Today is May 27, 2018 -
Most people rely on having children, grandchildren, and great-grandchildren to continue their legacies. But what guarantee do we have that their priorities will be the same as ours? Things important to us may not be important to them. How then can we insure that the ideas most valuable to us are preserved for future generations?
One of the largest donors to Federation’s annual campaign passed away in 2008, leaving a substantial gift to the community. That gift is permanently restricted, but the income produced every year supports all of Federation’s programs. Her memory has certainly been a blessing.
Our community had a donor who cared deeply about children with special needs. The endowment that he left behind helps provide one-on-one support for several children in our Hebrew schools, and it will forever.
One donor, who is still living, created a fund to offer need-based scholarships to outstanding Jewish students headed to college. Federation houses many scholarships created to benefit local schools, synagogues, and other Jewish organizations.
Endowments are heavily regulated by New York State law, and great care should be taken when crafting and implementing them.

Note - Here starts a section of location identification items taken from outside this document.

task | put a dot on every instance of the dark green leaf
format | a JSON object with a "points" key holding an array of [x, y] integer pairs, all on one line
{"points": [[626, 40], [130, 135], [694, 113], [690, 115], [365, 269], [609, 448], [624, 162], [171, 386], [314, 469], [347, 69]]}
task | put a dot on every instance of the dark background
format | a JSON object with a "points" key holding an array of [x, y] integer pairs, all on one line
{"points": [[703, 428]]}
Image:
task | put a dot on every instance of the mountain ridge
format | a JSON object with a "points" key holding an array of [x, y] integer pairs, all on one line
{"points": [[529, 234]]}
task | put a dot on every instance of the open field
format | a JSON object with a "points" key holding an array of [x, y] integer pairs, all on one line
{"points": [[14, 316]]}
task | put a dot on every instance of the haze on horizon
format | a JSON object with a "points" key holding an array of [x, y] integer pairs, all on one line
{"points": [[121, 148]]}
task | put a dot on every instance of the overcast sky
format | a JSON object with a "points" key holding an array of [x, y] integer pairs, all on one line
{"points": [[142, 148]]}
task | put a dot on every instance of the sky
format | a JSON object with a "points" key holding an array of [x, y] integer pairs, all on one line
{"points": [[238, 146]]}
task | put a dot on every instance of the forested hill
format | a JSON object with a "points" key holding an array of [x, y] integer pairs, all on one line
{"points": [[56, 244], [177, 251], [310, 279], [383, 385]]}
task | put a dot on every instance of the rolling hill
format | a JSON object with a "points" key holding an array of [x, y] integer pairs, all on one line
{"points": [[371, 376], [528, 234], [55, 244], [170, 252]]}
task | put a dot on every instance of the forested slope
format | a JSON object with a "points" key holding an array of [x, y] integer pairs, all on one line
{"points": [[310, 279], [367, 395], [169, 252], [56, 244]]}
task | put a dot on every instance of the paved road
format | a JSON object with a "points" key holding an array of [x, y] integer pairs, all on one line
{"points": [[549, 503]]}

First, and foremost, the endowment language must properly capture the intent of the donor. Restrictions should be specific enough to accomplish the goals while broad enough to adapt to changes. We don’t know what the future holds and, as Christopher Robin explained to Winnie-the-Pooh, “forever and ever is a very long time.”
How can Federation help? This is another service we offer to all of our community partners. We have a JD and two CPAs on staff with access to lay people who are very familiar with the ever-changing laws, as well as expert contacts on the national level. We are current on best practices, and we keenly understand fiduciary responsibility. Our level of professional skill and lay oversight is hard to replicate, especially within our smaller institutions. Please use us as a resource.
In line with our mission “to build and maintain a strong and united Jewish community,” we are here to help.
G’mar chatima tova—May you be sealed for a good year.